De peur de voir un jour notre pays s’écrouler sous la pesanteur des nombreuses divergences historiques, ethniques ou régionalistes qui persistent toujours au sein de nos populations, faute de solutions appropriées , nous pensons que l’heure n’est plus aux grands discours « gaullistes » comme notre pays l’a connu il y a des années avec les régimes précédents.
La récente confrontation entre autochtones Kpèlè et allogènes Koniaké dans la région forestière, précisément à Galakpaye dans la sous-préfecture de Kpiyamou, Préfecture de Yomou, en est une illustration parfaite. Ce nouvel évènement vient encore relancer le débat autour du concept de réconciliation nationale dans le pays et invite les dirigeants à passer à l'acte en lieu et place des discours creux.
A quand des actions concrètes pour mettre un terme définitif à cette situation déplorable ? Il faut qu'on se dise la vérité, à chaque occasion qui se présente, la Guinée et les Guinéens ont maintenant plus besoin d’actions que de promesses vaines. La Guinée est en retard. Pour pallier à cette situation déplorable à laquelle notre pays est confronté depuis plus de cinquante ans, il faut la synergie des efforts.
Malheureusement, il faut noter, la Guinée ressemble fort justement à un vieil habit. Au moment où vous essayez de coudre un côté, c’est malheureusement l’autre côté de l’habit qui se déchire. Les Guinéens sont confrontés à de nombreux défis. Qu’ils tentent, autant que faire se peut, de résoudre. Il s’agit notamment de la problématique récurrente de l’électricité, de l’eau, des voies de communication. A cela, il faut ajouter les problèmes de corruption et de mauvaise gouvernance.

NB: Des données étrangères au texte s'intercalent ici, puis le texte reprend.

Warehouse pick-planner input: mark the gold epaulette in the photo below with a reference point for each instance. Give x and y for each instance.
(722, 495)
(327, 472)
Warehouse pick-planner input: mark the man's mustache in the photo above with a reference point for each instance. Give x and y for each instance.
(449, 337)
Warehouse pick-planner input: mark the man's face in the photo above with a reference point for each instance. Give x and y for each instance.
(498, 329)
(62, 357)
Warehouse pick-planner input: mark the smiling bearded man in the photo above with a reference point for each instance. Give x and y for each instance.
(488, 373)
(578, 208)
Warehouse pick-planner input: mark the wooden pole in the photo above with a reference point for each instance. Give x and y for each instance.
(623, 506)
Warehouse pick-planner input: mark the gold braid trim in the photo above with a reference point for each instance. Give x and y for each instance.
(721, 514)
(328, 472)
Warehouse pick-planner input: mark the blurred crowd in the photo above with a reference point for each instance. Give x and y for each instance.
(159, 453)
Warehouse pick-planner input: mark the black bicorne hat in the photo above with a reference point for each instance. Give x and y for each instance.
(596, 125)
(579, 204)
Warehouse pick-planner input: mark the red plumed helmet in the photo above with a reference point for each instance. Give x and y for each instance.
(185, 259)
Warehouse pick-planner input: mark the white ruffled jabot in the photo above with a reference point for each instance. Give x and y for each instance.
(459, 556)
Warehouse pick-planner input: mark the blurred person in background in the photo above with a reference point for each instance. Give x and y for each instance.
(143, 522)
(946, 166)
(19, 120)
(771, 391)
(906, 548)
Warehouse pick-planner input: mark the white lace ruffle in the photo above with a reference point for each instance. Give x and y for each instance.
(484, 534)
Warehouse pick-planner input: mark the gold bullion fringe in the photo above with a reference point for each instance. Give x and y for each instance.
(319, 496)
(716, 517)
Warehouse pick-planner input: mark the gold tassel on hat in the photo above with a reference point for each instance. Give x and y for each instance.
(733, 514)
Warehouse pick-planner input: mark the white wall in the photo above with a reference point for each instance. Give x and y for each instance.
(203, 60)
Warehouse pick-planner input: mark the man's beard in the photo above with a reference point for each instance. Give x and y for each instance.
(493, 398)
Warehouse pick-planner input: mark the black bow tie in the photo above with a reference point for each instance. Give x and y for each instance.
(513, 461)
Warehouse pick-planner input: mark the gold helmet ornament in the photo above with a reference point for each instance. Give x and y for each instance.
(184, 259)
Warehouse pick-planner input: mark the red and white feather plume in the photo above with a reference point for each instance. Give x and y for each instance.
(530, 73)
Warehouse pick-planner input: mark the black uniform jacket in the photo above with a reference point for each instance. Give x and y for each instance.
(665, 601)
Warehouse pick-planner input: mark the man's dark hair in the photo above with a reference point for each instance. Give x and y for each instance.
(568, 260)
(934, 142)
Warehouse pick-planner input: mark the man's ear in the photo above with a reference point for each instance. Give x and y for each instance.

Toutefois, l'essentiel est la réconciliation nationale qui revient sur toutes les lèvres. C’est bien la question qui se pose avec acuité aux nouvelles autorités du pays. Après cent jours de gestion, l’on est en droit de chercher alors à savoir où en sont les autorités avec la mise en œuvre de la commission justice, vérité et réconciliation qu’elles avaient promise au peuple. Si elles tiennent à nous positionner le pays comme leader comme elles le prétendent.